In environments of rampant inequality and significant social and environmental degradation, the view that corporate law should focus exclusively on shareholder wealth maximization tends to lose legitimacy, if not economic justification. Limitations of state capacity in fighting inequality and mitigating externalities through other areas of law create both political and functional pressure on corporate law to address broader welfare objectives. These pressures, which have long been felt in the Global South, are now reaching the Global North. The resurgent interest in stakeholderism in the Global North constitutes a surprising form of “reverse convergence” in comparative corporate governance – with the Global North increasingly looking more like the Global South, rather than the other way around.
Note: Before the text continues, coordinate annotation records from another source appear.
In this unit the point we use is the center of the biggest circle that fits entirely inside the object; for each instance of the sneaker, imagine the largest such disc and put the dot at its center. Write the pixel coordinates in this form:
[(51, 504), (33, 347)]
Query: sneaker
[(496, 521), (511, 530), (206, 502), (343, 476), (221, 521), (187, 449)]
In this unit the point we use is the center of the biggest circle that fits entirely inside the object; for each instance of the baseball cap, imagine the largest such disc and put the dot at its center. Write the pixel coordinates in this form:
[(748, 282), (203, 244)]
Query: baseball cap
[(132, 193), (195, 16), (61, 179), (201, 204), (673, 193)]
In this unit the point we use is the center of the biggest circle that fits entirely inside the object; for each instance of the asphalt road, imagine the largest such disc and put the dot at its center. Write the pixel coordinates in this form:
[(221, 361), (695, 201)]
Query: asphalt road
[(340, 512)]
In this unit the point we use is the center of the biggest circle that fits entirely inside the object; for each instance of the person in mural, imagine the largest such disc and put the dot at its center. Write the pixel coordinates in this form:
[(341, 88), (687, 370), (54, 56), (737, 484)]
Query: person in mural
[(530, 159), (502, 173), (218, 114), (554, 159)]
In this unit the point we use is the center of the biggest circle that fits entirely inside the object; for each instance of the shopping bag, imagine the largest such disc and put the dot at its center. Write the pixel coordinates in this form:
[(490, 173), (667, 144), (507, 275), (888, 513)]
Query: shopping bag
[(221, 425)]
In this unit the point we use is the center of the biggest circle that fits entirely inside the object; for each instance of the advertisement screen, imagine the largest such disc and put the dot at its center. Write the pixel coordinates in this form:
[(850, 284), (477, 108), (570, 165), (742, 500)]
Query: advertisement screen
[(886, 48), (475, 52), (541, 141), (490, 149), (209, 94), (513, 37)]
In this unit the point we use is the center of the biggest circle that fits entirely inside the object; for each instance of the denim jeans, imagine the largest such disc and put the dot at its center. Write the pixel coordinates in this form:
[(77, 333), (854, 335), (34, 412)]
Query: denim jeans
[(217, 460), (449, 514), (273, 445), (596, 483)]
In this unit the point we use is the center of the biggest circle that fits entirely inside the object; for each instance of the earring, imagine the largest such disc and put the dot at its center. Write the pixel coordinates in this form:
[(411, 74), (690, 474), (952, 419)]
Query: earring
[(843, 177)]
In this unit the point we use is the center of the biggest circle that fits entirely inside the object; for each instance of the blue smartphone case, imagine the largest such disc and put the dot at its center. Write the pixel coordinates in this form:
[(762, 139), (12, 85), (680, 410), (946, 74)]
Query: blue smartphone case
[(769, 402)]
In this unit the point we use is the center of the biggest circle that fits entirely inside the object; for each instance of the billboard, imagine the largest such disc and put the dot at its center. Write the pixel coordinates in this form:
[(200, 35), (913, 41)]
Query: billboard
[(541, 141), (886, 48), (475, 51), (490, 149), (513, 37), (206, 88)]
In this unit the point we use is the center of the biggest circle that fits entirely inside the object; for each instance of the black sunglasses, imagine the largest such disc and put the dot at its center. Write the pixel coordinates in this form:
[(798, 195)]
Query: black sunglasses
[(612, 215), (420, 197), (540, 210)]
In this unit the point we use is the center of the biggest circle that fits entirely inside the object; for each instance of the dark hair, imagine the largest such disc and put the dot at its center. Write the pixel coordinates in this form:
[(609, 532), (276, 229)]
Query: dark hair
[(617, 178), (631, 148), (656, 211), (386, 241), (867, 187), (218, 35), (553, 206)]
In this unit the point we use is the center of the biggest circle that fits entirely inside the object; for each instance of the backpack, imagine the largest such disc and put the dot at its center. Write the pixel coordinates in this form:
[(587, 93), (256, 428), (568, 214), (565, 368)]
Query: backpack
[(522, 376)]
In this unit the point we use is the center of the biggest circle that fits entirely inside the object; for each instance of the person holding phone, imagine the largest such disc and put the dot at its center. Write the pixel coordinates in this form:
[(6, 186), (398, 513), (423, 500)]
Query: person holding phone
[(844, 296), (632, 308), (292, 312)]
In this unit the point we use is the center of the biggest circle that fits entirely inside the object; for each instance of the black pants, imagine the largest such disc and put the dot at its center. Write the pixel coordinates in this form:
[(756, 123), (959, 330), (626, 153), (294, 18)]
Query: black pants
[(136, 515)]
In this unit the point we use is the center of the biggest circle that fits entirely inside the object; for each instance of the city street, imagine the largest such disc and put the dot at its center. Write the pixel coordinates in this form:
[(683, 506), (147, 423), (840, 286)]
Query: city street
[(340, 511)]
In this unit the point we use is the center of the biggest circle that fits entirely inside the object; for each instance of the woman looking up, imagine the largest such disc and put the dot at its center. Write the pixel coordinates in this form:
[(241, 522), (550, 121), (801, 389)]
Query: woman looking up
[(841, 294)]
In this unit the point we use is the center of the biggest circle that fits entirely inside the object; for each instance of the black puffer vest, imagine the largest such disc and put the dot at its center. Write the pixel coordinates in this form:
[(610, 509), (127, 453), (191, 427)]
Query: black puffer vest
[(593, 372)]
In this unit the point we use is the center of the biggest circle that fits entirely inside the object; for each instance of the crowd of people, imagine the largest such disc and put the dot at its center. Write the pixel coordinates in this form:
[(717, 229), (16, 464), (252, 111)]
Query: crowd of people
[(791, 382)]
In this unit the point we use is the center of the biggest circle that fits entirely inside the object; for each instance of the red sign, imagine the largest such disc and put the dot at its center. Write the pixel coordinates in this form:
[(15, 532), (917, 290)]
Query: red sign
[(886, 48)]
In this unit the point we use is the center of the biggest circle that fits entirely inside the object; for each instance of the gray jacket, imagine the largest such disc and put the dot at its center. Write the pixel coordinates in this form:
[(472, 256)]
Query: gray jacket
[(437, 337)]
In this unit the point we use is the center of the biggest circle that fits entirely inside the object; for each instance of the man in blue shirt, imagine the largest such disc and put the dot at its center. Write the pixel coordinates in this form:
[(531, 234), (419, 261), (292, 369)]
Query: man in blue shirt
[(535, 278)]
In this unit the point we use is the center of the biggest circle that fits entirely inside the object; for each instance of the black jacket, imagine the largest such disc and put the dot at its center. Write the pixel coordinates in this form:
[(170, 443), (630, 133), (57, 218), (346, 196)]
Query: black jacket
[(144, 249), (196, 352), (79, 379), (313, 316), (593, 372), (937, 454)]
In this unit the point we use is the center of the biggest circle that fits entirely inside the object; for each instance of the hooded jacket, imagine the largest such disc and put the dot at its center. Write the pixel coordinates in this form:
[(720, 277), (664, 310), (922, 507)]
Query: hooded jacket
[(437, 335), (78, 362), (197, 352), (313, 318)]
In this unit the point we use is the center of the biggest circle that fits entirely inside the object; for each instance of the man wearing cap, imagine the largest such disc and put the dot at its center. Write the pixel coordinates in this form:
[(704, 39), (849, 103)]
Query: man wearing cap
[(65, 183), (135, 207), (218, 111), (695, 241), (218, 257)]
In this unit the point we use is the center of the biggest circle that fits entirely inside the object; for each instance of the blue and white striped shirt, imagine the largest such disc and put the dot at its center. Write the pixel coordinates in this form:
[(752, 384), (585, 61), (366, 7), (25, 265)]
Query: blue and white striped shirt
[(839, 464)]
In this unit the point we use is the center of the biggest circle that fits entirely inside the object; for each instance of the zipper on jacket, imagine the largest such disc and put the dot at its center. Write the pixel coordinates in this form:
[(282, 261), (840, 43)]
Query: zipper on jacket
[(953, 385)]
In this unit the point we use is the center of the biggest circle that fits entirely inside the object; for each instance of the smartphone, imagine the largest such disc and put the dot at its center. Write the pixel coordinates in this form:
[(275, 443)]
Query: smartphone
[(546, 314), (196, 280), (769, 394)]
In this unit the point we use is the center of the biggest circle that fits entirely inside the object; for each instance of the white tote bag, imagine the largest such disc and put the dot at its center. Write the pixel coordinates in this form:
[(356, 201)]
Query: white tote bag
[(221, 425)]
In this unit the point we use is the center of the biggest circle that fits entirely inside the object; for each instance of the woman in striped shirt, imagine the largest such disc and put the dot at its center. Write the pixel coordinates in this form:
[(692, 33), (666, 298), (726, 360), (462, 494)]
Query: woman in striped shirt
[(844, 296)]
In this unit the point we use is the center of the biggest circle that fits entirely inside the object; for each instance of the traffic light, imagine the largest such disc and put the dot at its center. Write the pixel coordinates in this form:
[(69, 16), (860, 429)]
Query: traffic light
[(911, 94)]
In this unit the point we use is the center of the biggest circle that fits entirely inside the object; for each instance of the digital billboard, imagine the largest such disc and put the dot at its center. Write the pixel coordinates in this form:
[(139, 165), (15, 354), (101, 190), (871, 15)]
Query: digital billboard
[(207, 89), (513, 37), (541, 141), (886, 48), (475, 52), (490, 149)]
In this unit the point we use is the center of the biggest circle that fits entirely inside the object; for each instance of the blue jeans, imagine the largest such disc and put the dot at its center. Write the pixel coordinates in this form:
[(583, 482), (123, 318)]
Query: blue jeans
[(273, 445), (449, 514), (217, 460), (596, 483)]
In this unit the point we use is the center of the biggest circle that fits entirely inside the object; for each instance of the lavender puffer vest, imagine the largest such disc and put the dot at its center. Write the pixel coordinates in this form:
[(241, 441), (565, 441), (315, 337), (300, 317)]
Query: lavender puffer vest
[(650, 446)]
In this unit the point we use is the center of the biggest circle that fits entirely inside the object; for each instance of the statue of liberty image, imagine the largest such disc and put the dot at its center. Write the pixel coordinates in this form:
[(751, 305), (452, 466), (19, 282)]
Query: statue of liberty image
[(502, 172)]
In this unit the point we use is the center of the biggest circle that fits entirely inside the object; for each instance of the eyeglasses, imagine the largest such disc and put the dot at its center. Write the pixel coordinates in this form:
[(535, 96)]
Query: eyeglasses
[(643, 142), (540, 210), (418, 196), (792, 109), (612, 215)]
Heterodox stakeholderism in the Global South also underscores the distributional repercussions of corporate law rules. The distributional implications of corporate law rules can be significant, including along North-South lines, and help explain some forms of heterodox stakeholderism in the Global South. For instance, upholding the limited liability of parent companies for environmental harm caused in developing countries is not only questionable on efficiency grounds but also brings perverse distributional implications by favoring wealthy Global North companies and their investors at the expense of poor Global South victims. The erosion of limited liability of parent companies by Global South jurisdictions can be interpreted as a response to the regressive distributional effects of limited liability of parent companies across South-North lines.
The experience of Global South countries reveals a broader array of institutional arrangements aimed at protecting stakeholders and reducing inequality in corporate law, as well as in other areas of law – as I have shown in prior co-authored work on contract law and inequality in the Global South. It shows that institutional change is possible, but that corporate law reform is no panacea for deep economic and social problems. The jury is still out on which heterodoxies, if any, may be worth embracing in any given context. But there is clearly much to be gained by incorporating Global South’s struggles, experiences, and innovations into the picture. The fact that comparative scholarship is lacking serves as a barrier to learning from Global South experiences in the South and North alike. The novel challenges our global world is facing require the consideration of novel solutions. The experiences of countries like Brazil, South Africa, and India offer helpful and relevant data points.